Ribeiro and Ferrari (2022) proposed an estimator based on the maximization of a reparameterized L$_q$-likelihood. The L$_q$-likelihood (Ferrari and Yang 2010) is

$$\begin{aligned} \ell _q(\varvec{\theta }) = \displaystyle \sum _{i=1}^n L_q\left( f_{\varvec{\theta }}(y_i; \mu _i, \phi _i) \right) , \end{aligned}$$

(3)

where $q=1-\alpha \in (0,1]$ is the tuning constant and $L_q(u) = (u^{1-q} - 1)/(1-q)$, for $q \in (0,1)$, and $L_q(u) = \log (u)$, for $q=1$. The estimator that comes from the maximization of (3) solves the estimating equation

$$\begin{aligned} \displaystyle \sum _{i=1}^n \varvec{U}(y_i; \varvec{\theta })f_{\varvec{\theta }}(y_i; \mu _i, \phi _i)^\alpha = \varvec{0}. \end{aligned}$$

Note that the estimating function is not unbiased unless $\alpha =0$, hence the resulting estimator is not Fisher-consistent. In Ghosh (2019), the Fisher-consistency is achieved by centering the weighted score. Ribeiro and Ferrari (2022) obtained a Fisher-consistent estimator through a reparametrization of the L$_q$-likelihood, named surrogate maximum likelihood estimator (SMLE). The estimating equation is given in Ribeiro and Ferrari (2022, eq. (10)); it is not well-defined unless $\mu _i \phi _i>\alpha $ and $(1-\mu _i) \phi _i>\alpha $. Also, the validity of its asymptotic covariance matrix requires that $\mu _i \phi _i>2\alpha /(1+\alpha )$ and $(1-\mu _i) \phi _i>2\alpha /(1+\alpha )$.
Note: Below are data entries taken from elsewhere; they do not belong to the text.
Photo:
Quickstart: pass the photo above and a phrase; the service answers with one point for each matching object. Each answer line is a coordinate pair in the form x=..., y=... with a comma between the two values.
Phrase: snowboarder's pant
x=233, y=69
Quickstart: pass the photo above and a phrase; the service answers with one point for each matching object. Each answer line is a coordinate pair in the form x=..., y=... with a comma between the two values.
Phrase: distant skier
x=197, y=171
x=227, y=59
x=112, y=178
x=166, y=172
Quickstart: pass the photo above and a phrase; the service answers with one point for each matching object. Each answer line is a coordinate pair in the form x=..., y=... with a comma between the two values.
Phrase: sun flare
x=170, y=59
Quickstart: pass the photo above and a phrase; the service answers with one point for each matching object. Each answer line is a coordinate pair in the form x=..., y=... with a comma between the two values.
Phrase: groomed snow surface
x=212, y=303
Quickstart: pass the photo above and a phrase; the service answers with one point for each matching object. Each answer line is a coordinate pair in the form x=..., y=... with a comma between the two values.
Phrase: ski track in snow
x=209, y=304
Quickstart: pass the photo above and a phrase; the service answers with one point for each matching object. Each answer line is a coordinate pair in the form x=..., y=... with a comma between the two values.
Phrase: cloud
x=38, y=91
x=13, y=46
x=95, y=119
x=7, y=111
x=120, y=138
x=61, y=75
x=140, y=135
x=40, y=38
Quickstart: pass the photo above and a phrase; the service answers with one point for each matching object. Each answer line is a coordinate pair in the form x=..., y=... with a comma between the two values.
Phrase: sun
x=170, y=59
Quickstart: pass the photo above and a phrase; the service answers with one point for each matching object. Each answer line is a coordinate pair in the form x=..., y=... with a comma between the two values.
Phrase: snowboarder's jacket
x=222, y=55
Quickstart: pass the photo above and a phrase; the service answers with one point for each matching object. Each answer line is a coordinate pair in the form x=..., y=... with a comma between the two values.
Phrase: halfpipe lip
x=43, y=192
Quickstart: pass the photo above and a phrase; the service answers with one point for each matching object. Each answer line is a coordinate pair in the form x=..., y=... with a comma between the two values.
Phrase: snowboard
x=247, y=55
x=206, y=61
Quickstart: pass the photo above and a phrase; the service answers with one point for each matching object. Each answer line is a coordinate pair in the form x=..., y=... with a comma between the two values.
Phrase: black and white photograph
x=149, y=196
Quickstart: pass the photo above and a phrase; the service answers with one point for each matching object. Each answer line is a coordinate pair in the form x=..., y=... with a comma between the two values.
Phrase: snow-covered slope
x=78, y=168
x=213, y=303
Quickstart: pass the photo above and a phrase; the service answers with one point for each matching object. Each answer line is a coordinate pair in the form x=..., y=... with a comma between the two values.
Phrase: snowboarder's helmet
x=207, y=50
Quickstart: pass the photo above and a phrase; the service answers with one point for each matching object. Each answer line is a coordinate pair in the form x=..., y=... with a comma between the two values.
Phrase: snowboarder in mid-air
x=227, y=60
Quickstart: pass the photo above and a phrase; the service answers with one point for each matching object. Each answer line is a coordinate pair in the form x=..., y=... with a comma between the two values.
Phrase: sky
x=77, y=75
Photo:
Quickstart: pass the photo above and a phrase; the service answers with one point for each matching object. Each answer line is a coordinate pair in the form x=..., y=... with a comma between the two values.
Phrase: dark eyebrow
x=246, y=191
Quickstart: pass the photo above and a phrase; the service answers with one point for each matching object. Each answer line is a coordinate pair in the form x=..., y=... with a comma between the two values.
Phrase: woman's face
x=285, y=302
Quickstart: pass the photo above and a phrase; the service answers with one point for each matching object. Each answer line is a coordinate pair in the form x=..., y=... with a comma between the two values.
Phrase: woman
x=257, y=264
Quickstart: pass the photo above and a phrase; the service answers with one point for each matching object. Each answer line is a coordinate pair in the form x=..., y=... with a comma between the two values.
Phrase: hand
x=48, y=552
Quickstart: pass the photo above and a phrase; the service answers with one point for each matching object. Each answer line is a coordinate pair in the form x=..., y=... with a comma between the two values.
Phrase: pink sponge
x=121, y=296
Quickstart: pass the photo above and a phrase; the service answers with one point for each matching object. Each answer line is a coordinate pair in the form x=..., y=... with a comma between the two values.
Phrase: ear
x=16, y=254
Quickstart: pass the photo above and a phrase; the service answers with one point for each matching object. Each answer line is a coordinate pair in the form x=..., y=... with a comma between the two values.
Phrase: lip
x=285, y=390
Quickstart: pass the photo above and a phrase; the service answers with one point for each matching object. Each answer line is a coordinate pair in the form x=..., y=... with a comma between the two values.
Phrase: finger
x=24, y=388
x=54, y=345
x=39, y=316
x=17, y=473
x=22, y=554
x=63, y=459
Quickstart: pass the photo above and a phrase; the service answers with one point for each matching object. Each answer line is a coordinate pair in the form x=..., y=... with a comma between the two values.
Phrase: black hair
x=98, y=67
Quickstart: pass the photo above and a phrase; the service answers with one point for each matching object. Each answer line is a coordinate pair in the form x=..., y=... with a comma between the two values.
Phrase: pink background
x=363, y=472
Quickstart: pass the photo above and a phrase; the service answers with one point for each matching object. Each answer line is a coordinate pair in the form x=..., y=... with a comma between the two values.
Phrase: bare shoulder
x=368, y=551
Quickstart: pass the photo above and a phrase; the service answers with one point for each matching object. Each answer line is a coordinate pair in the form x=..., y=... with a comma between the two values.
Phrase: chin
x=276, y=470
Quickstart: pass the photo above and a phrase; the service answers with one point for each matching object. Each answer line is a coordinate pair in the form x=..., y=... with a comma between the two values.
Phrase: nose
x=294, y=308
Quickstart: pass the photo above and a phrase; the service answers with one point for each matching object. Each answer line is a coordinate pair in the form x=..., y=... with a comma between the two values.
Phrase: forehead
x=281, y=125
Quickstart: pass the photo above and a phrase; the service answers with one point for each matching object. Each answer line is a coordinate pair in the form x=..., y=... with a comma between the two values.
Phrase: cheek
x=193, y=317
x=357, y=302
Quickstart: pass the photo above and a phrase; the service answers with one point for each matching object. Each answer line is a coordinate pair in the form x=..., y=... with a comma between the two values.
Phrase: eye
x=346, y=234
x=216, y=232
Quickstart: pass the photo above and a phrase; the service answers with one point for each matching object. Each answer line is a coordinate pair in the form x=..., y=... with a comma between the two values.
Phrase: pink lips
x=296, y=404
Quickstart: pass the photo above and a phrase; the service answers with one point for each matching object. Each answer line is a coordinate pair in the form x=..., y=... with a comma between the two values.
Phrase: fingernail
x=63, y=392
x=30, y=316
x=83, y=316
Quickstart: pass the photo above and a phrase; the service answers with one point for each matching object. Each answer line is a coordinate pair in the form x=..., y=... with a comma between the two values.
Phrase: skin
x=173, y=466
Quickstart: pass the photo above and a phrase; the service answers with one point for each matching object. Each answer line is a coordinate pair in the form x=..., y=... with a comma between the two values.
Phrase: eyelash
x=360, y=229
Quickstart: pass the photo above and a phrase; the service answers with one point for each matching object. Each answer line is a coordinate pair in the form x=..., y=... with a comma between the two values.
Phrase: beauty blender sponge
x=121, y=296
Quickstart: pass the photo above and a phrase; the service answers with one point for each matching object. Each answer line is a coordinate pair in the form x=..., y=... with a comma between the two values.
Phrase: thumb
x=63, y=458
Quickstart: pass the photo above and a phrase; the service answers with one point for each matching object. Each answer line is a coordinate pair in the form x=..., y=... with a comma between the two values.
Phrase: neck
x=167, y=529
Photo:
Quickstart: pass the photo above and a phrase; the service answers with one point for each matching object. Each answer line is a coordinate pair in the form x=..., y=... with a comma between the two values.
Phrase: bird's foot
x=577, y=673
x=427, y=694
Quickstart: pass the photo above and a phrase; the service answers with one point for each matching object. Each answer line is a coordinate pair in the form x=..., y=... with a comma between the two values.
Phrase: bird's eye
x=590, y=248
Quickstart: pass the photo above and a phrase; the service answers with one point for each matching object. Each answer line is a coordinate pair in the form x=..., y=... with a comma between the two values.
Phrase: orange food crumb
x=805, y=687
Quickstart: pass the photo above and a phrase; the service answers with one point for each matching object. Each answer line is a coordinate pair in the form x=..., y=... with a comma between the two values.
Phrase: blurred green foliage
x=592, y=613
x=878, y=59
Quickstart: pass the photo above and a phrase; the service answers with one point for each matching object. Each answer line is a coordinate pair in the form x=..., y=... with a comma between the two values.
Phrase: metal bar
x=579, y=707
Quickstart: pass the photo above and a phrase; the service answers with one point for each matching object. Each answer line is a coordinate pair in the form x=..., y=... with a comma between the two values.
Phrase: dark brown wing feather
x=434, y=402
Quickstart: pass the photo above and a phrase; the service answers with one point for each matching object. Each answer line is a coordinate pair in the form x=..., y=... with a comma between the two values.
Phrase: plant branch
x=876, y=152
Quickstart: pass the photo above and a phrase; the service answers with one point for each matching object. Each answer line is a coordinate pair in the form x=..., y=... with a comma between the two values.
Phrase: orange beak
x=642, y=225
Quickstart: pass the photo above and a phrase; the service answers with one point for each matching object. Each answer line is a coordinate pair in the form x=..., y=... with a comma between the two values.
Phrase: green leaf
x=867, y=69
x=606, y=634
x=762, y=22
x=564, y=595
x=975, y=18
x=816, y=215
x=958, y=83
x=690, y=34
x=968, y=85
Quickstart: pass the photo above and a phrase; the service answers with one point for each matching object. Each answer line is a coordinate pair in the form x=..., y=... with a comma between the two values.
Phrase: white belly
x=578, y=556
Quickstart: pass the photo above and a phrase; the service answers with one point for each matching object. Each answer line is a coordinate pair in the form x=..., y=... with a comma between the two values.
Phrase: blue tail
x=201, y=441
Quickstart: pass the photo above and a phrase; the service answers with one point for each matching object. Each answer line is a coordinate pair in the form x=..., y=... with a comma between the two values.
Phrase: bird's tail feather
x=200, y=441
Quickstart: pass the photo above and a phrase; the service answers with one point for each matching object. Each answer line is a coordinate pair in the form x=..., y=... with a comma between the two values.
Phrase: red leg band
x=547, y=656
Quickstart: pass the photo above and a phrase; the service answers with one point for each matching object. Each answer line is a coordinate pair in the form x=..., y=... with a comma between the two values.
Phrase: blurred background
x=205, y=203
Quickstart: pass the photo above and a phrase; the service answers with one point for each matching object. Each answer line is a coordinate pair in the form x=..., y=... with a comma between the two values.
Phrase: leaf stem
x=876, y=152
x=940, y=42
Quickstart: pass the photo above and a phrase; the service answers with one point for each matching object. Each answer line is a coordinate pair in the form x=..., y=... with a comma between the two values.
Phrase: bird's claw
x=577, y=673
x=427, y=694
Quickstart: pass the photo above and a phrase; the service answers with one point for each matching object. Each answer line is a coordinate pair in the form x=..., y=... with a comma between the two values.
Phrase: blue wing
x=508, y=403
A sufficient condition for the MDPDE and the SMLE and their respective asymptotic covariance matrices to be well-defined is that all the beta densities in model (1)–(2) are bounded. Under such assumption, the MDPDE and the SMLE have good properties such as B-robustness, V-robustness, and asymptotic normality. A crucial issue for the use of the proposed estimators is the choice of the tuning constant. Higher values of $\alpha $ increase robustness and decrease efficiency. Ribeiro and Ferrari (2022) developed an effective data-driven algorithm for selecting the optimal $\alpha $. Simulation results and real data applications in Ribeiro and Ferrari (2022) evidence the superior performance of these estimators relative to the MLE for datasets containing outlier observations.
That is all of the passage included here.